Homework 1

Due Thursday, February 13 in class

Conceptual Exercises

These exercises can be turned in on paper in class.

Exercise 1

We have looked at 3 DAG structures (chains, forks, and colliders) and claimed that they are the building blocks of all DAGs. Is this true? We will verify this premise in this exercise.

Let’s start by considering all possible directed (not necessarily acyclic) graphs with 3 variables. (Three is the smallest number of nodes where any interesting structures can arise.) There are 27 of these graphs.

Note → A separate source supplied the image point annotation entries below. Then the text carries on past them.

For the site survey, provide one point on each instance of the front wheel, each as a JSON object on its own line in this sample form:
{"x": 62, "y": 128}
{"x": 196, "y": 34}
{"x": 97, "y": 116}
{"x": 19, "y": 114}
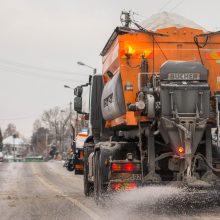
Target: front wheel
{"x": 88, "y": 186}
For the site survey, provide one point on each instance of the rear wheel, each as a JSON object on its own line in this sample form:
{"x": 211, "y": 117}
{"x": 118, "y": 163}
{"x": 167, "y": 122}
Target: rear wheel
{"x": 99, "y": 180}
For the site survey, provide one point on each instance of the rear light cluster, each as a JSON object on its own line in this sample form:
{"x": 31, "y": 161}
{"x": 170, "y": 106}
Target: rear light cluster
{"x": 126, "y": 167}
{"x": 123, "y": 186}
{"x": 180, "y": 150}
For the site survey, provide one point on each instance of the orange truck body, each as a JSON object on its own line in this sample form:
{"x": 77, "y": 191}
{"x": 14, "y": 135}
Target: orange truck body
{"x": 177, "y": 45}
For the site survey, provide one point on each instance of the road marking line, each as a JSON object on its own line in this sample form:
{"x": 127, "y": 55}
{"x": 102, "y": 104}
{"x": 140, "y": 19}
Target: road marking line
{"x": 49, "y": 185}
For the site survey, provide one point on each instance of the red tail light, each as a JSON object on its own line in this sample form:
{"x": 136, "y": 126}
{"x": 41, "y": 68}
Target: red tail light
{"x": 125, "y": 167}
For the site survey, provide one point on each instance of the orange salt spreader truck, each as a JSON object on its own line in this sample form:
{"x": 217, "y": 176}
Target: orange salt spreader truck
{"x": 154, "y": 111}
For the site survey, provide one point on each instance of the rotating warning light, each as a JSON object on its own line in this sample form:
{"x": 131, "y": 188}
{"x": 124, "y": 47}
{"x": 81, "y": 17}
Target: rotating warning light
{"x": 180, "y": 150}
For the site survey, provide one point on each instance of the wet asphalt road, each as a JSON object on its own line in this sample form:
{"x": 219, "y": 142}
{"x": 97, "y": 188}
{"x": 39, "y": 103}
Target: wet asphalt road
{"x": 48, "y": 191}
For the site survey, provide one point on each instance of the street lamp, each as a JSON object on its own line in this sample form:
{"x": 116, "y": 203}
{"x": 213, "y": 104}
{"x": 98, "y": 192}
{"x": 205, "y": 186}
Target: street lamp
{"x": 83, "y": 64}
{"x": 68, "y": 87}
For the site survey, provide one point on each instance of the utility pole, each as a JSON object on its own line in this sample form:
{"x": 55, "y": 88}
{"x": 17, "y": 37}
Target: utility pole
{"x": 14, "y": 136}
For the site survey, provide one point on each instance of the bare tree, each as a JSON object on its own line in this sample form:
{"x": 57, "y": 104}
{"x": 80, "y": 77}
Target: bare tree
{"x": 10, "y": 130}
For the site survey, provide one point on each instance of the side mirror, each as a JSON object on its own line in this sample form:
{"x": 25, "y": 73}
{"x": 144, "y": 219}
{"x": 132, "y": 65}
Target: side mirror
{"x": 78, "y": 104}
{"x": 78, "y": 91}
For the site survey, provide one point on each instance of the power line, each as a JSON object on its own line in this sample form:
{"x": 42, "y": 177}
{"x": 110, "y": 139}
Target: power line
{"x": 37, "y": 75}
{"x": 19, "y": 118}
{"x": 36, "y": 68}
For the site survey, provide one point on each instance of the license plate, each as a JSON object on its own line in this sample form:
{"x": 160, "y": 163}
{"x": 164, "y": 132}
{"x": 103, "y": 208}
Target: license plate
{"x": 183, "y": 76}
{"x": 134, "y": 177}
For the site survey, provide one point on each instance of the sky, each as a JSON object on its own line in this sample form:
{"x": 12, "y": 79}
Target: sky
{"x": 42, "y": 40}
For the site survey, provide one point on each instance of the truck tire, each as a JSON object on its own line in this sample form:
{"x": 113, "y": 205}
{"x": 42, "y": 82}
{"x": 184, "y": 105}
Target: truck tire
{"x": 99, "y": 187}
{"x": 88, "y": 186}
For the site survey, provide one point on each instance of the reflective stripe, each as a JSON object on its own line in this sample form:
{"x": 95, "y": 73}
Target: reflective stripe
{"x": 213, "y": 56}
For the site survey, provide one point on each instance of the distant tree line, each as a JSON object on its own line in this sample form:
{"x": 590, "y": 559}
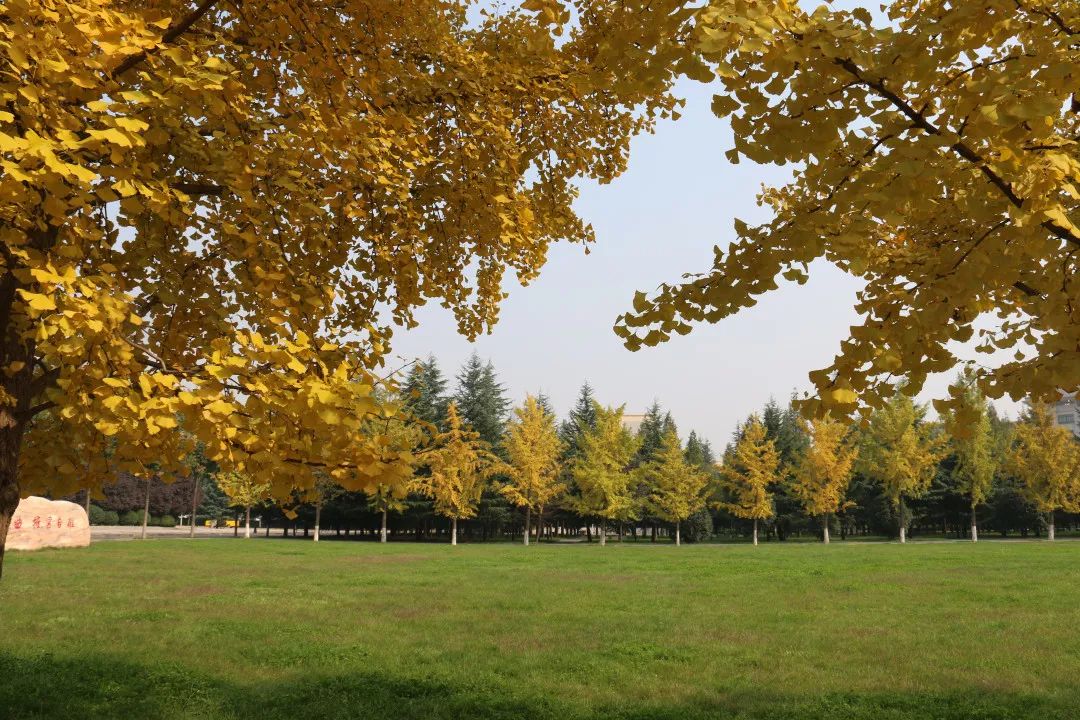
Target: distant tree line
{"x": 493, "y": 472}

Draw all of these graphs with the aid of the expand.grid() function in R. First, look up the documentation for this function. Second, run the command below to get a sense for how the function can help you. For this part, display the 27 graphs, and provide a brief explanation of how expand.grid() helped.
```
expand.grid(
    X_to_Y = c("->", "<-", "absent"),
    Y_to_Z = c("->", "<-", "absent"),
    X_to_Z = c("->", "<-", "absent")
)
```
From your list of graphs, indicate which graphs can be eliminated because they are cyclic.
From your list of graphs, indicate which graphs can be eliminated because they are useless causal models.
In your list of graphs, some graphs are essentially the same. Group these together, and draw one representative graph from each group.
Briefly form a conclusion based on these investigations.

Exercise 2

PRIMER, Study question 2.3.1: Parts (c), (e), and (f). For parts (e) and (f), explain your thinking.

Exercise 3

PRIMER, Study question 2.4.1: Parts (a), (b), and (c). For part (b), only d-separate pairs of non-adjacent measured variables.

Simulation Exercises

On Moodle, turn these exercises in by submitting both your Rmd file and the knitted HTML.

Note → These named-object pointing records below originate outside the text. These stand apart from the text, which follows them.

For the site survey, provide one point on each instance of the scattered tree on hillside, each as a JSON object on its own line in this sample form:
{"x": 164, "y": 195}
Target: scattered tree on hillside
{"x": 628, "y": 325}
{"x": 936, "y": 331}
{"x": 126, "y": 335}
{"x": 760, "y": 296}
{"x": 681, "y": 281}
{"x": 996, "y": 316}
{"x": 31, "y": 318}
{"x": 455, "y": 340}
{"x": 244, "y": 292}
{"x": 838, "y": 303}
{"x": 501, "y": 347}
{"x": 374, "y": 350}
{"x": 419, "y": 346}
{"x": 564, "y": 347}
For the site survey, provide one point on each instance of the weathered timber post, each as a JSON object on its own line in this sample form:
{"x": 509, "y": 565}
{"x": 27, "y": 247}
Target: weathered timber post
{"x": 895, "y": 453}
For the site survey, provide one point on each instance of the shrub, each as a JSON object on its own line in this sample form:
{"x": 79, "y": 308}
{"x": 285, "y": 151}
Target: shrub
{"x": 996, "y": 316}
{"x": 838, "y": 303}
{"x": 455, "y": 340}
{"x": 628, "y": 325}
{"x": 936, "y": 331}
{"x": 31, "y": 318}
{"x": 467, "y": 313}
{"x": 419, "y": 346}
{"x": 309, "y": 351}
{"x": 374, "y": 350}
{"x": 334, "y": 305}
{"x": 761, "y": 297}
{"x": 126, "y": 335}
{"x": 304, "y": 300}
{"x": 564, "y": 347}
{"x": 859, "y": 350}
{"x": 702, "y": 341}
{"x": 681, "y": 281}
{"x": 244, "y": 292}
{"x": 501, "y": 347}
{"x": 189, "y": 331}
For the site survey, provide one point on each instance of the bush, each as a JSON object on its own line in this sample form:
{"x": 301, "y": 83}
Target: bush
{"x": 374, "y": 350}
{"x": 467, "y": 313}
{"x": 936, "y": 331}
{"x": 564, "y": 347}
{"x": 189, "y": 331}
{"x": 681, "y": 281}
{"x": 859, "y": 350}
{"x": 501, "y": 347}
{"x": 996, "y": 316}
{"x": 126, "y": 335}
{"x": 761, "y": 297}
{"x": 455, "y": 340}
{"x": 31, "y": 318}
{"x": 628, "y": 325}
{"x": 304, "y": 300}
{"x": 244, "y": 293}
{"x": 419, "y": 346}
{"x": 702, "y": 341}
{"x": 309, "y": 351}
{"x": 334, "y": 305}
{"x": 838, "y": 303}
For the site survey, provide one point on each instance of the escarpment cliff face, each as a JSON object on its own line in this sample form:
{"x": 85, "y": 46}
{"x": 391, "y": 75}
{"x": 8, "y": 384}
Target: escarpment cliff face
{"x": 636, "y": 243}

For these exercises, ensure that your plots are well-labeled. Add the following to the ends of your plots to label your plots accurately:

+ labs(x = "x axis label", y = "y axis label", title = "overall plot title")

A refresher on facet_grid() that may be useful:

To form panels across columns by variable Y:
```
+ facet_grid(~ Y)
```
To form a grid of panels where rows correspond to X and columns to Y:
```
+ facet_grid(X ~ Y)
```
To form a grid of panels where rows correspond to X and columns to Y and Z:
```
+ facet_grid(X ~ Y+Z)
```
In case you’re curious about how to change the labeling of facet titles, see here.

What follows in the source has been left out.